An Interference-aware Approach for Co-located Container Orchestration with Novel Metric

Container orchestration technologies are widely employed in cloud computing, facilitating the co-location of online and offline services on the same infrastructure. Online services demand rapid responsiveness and high availability, whereas offline services require extensive computational resources. However, this mixed deployment can lead to resource contention, adversely affecting the performance of online services, yet the metrics used by existing methods cannot accurately reflect the extent of interference. In this paper, we introduce scheduling latency as a novel metric for quantifying interference and compare it with existing metrics. Empirical evidence demonstrates that scheduling latency more accurately reflects the performance degradation of online services. We also utilize various machine learning techniques to predict potential interference on specific hosts for online services, providing reference information for subsequent scheduling decisions. Simultaneously, we propose a method for quantifying node interference based on scheduling latency. To enhance resource utilization, we train a model for online services that predicts CPU and MEM (memory) resource allocation based on workload type and QPS. Finally, we present a scheduling algorithm based on predictive modeling, aiming to reduce interference in online services while balancing node resource utilization. Through experiments and comparisons with three other baseline methods, we demonstrate the effectiveness of our approach. Compared with three baselines, our approach can reduce the average response time, 90th percentile response time, and 99th percentile response time of online services by 29.4%, 31.4%, and 14.5%, respectively.

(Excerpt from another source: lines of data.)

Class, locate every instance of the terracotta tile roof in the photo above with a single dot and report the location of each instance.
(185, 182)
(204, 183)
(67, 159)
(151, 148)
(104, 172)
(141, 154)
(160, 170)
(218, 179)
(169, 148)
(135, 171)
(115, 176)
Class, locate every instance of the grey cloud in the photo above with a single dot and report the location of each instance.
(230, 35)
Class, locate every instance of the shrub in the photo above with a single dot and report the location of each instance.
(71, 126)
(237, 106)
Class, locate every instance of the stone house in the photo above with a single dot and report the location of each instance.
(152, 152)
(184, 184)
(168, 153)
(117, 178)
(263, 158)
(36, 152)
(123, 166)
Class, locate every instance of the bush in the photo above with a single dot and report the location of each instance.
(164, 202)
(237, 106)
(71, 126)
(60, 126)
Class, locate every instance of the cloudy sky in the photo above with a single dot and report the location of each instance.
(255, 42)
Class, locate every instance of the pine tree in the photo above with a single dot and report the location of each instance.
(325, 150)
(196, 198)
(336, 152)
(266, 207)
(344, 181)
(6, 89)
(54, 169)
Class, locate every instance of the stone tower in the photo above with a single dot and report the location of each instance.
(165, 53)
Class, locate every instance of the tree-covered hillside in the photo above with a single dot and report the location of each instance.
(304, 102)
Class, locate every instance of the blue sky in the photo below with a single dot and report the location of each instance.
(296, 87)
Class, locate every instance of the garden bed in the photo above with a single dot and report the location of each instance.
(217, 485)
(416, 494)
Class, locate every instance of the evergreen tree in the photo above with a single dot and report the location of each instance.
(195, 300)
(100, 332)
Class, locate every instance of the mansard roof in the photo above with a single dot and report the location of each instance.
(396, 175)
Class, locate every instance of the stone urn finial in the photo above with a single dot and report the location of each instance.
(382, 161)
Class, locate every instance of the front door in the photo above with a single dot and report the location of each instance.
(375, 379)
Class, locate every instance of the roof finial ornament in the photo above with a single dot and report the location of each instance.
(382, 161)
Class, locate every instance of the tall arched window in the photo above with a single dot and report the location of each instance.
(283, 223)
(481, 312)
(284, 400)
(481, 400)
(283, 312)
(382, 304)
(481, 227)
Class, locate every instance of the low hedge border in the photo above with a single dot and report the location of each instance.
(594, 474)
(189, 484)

翻译：容器编排技术广泛应用于云计算领域，促进在线与离线服务在同一基础设施上的混合部署。在线服务要求快速响应和高可用性，而离线服务则需要大量计算资源。然而，这种混合部署可能导致资源争用，进而影响在线服务的性能，但现有方法使用的指标无法准确反映干扰程度。本文提出将调度延迟作为衡量干扰的新指标，并将其与现有指标进行对比。实验证明，调度延迟能更准确地反映在线服务的性能下降情况。我们还利用多种机器学习技术预测特定主机上对在线服务可能造成的干扰，为后续调度决策提供参考信息。同时，我们提出了一种基于调度延迟的节点干扰量化方法。为提高资源利用率，我们为在线服务训练了一个模型，该模型能根据工作负载类型和QPS（每秒查询数）预测CPU和内存资源分配。最后，我们提出一种基于预测建模的调度算法，旨在减少在线服务干扰的同时平衡节点资源利用率。通过与三种基线方法的实验对比，我们证明了本方法的有效性。与三种基线方法相比，我们的方法可将在线服务的平均响应时间、第90百分位响应时间和第99百分位响应时间分别降低29.4%、31.4%和14.5%。